Rereading his two books, Zen and the Art of Motorcycle Maintenance, and Lila, to prepare this blog, as well as his notes to Lila’s Child, I jotted down many quotes which in the end I didn’t use. Here are a few of them –

Scientifically speaking, in the real world nothing is better than anything else.

Scientific laws without people to write them are a scientific impossibility.

All scientific knowledge, including knowledge of objects, is subjective knowledge. This knowledge is confirmed by experience in such a way as to allow the scientist to generate a supremely high quality intellectual belief that external objects exist. But that belief itself is still subjective.

The observation itself creates the intellectual patterns called “observed” and “observer” (object and subject). How could subjects and objects exist in a world where there was no observation?
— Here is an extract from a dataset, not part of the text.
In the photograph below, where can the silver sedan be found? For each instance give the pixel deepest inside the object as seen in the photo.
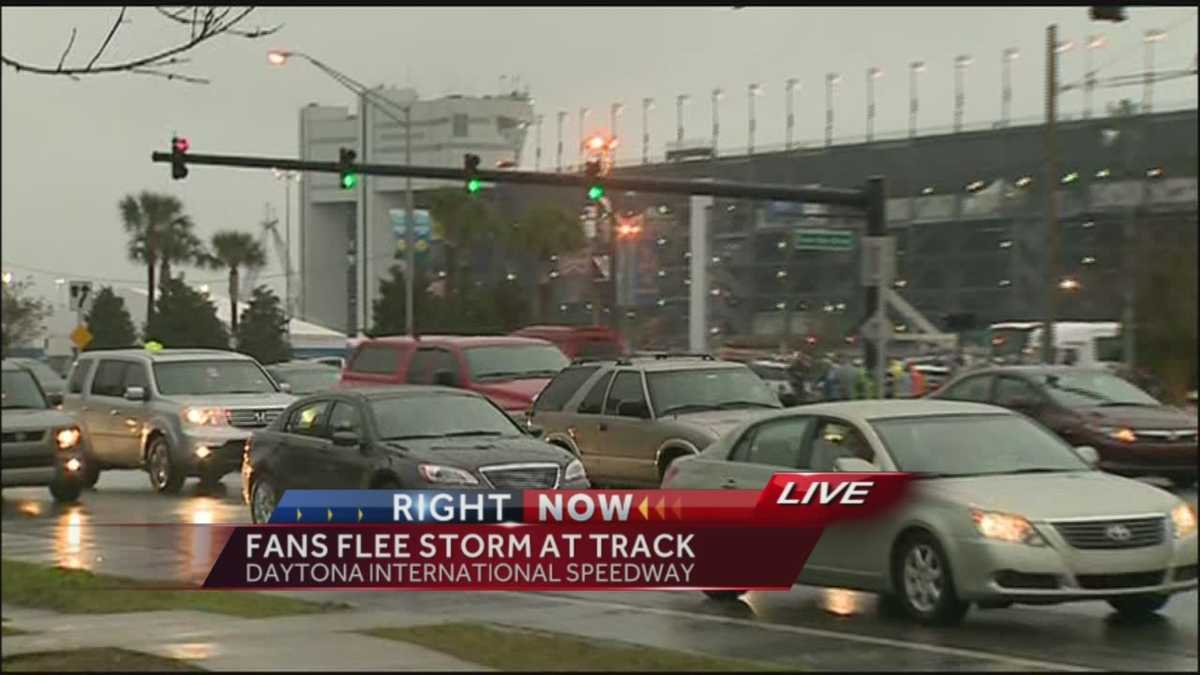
(1003, 512)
There seems to be a materialist assumption… that there’s a huge world out there that has nothing to do with people. This is a high quality assumption – but it needs people to make it! We have never heard of, nor will we ever hear of anything that is not human specific.
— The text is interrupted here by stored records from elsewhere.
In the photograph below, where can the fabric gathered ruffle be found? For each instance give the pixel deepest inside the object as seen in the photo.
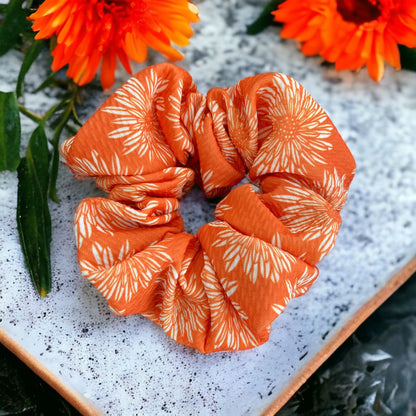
(149, 143)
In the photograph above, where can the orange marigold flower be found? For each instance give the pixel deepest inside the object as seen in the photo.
(351, 33)
(90, 32)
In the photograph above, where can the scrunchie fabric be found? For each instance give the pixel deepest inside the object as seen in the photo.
(148, 144)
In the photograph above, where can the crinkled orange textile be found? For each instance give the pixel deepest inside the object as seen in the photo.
(149, 142)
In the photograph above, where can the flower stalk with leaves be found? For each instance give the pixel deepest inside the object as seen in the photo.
(37, 171)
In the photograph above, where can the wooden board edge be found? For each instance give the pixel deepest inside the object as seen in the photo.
(337, 339)
(70, 395)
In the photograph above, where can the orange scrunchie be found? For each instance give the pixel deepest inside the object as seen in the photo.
(149, 142)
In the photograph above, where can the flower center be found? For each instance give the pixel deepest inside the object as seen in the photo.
(359, 11)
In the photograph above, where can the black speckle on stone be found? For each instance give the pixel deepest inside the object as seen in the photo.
(370, 368)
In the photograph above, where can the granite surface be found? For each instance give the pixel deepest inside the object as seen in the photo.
(127, 365)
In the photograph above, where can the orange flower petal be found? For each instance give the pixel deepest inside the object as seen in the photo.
(351, 41)
(122, 30)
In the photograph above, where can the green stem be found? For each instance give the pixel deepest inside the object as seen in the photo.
(55, 145)
(34, 117)
(265, 19)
The idea that something existed before we became sentient did not exist before we became sentient. Thus, although “common sense” dictates that inorganic nature preceded ideas, this “common sense” conclusion is itself a set of ideas. This “common sense” is arrived at through a huge web of evaluations of various alternatives. To evaluate is to prioritize values. The fundamental reality is not the common sense or the objects and laws approved of by common sense, but the approval itself and the quality that leads to it.

Subjects and objects are different levels of value, not expressions of independent scientific reality.

Quality can be recognized, but never defined.

Quality is apprehended by direct experience only, and not by reasoning of any kind.